Managing the Stress of Caring for a Disabled Parent

mother and daughter laughing
July 16th, 2016

Caring for a disabled parent can introduce unexpected stressors: Health concerns, ranging from arthritis and osteoporosis to diabetes and broken bones, can lead to a person not being able to stand up, walk, or even turn over in bed on her own. Being a caregiver for a parent in this situation is difficult, but you are not alone. In fact, about 21 percent of adult Americans provide care to disabled adults, according to the U.S. Department of Health and Human Services.

The Physical Strain of Caring for a Disabled Parent

Believe it or not, studies show that being a caregiver may actually help you live longer. But in order to reap those benefits you have to take care of yourself and your body. The physical demands on a caregiver for a disabled senior can be intense. Whether you’re helping someone into a wheelchair or the shower or turning him over in bed, being a caregiver for the disabled requires a lot of manual labor. It is important to keep these tips in mind:

  • Stay in shape with regular exercise. Working on strength, flexibility, and balance will help you prevent injuries.
  • Learn to lift with your legs, not your back. Back injuries are fairly common among caregivers. Learning to lift properly can help prevent them.
  • Carry your loved one as close to you as possible to reduce any strain. This will also help you remain balanced and prevent injuries.
  • Ask about equipment that can assist you. Your loved one’s doctor or physical therapist may be able to recommend lifts and other equipment that help relieve the physical strain on you.
  • Ask your parent’s care providers for training in the proper way to lift and turn. Nurses are a great resource for learning these skills.

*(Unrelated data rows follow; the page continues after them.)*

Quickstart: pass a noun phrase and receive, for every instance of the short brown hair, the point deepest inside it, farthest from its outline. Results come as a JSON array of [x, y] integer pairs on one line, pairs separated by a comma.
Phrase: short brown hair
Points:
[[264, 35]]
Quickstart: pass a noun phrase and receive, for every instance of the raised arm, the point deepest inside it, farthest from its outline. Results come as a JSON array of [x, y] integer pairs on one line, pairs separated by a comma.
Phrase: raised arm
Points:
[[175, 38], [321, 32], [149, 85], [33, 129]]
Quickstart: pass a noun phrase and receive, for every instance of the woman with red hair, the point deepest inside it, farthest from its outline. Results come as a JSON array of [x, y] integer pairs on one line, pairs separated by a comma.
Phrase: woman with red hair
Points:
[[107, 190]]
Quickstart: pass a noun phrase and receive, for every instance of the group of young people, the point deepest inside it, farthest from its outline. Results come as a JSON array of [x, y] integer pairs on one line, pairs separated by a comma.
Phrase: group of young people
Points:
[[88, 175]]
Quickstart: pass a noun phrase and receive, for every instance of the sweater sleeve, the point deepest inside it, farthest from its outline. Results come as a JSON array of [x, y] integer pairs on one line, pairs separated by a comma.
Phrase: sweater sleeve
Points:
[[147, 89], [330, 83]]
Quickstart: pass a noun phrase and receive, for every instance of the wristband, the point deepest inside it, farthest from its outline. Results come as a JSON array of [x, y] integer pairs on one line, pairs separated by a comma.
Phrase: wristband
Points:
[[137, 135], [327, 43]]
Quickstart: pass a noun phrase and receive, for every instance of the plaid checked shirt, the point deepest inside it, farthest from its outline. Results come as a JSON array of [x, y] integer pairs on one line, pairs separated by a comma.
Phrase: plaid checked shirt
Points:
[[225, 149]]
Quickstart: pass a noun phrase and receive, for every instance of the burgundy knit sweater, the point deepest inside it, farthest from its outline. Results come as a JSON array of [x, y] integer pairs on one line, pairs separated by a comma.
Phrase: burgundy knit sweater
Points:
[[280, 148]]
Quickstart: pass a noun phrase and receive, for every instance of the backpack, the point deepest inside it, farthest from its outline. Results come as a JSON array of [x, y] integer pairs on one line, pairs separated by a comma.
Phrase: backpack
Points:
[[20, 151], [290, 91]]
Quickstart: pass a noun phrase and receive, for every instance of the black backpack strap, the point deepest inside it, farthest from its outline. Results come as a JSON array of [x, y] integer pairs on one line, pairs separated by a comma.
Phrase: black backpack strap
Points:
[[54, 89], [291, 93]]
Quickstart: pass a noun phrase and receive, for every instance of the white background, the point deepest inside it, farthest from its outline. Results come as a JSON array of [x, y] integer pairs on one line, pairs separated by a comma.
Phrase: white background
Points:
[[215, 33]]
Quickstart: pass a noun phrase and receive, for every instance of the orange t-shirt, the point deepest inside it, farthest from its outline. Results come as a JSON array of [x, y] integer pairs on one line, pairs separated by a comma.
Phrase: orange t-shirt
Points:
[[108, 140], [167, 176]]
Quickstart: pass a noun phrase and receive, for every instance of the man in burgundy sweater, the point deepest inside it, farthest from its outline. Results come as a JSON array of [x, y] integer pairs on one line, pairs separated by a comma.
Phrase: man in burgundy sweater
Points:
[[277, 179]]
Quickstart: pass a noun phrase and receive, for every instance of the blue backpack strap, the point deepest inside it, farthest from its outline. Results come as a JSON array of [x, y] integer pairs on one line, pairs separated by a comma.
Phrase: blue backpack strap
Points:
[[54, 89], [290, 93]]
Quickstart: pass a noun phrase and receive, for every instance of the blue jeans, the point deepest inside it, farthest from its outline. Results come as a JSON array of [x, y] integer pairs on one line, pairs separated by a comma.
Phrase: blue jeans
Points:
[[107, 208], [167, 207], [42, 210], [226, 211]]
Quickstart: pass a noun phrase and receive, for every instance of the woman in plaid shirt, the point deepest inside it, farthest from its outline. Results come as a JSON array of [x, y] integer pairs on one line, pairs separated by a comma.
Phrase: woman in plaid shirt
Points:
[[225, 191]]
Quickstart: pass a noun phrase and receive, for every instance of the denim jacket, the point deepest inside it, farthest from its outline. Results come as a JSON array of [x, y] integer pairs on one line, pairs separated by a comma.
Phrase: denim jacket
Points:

The Dangers of Emotional Duress

Caring for a disabled parent isn’t just physically demanding; it can also be emotionally demanding in ways that caring for an older loved one who is mobile is not. Sometimes, for example, your parent’s disability may simply be more than you can handle at home. Even though you may know that the best choice for everyone involved is to find an assisted living facility or nursing home for your loved one, many seniors today want to keep their independence. They may also resent choices made for them by their children, which can quickly lead to stress in the relationship and feelings of guilt for you.

Outside Resources

There are many resources available to help those caring for disabled parents. The services offered range from respite care and caregiver support groups to help to purchase adaptive equipment. You can find resources in your area by contacting any of the following people and organizations:

  • Your loved one’s doctors and therapists
  • Hospital outreach programs
  • Organizations for your parent’s specific disability
  • Local nonprofits focused on the disabled population
  • Local religious groups
  • Disabled American Veterans or other military family support groups

Caring for a disabled parent can be both physically and emotionally difficult in ways that those caring for an able-bodied aging parent may not understand. Luckily, there are things you can do to help alleviate the stress as well as a number of resources that can offer support and assistance to you and your family.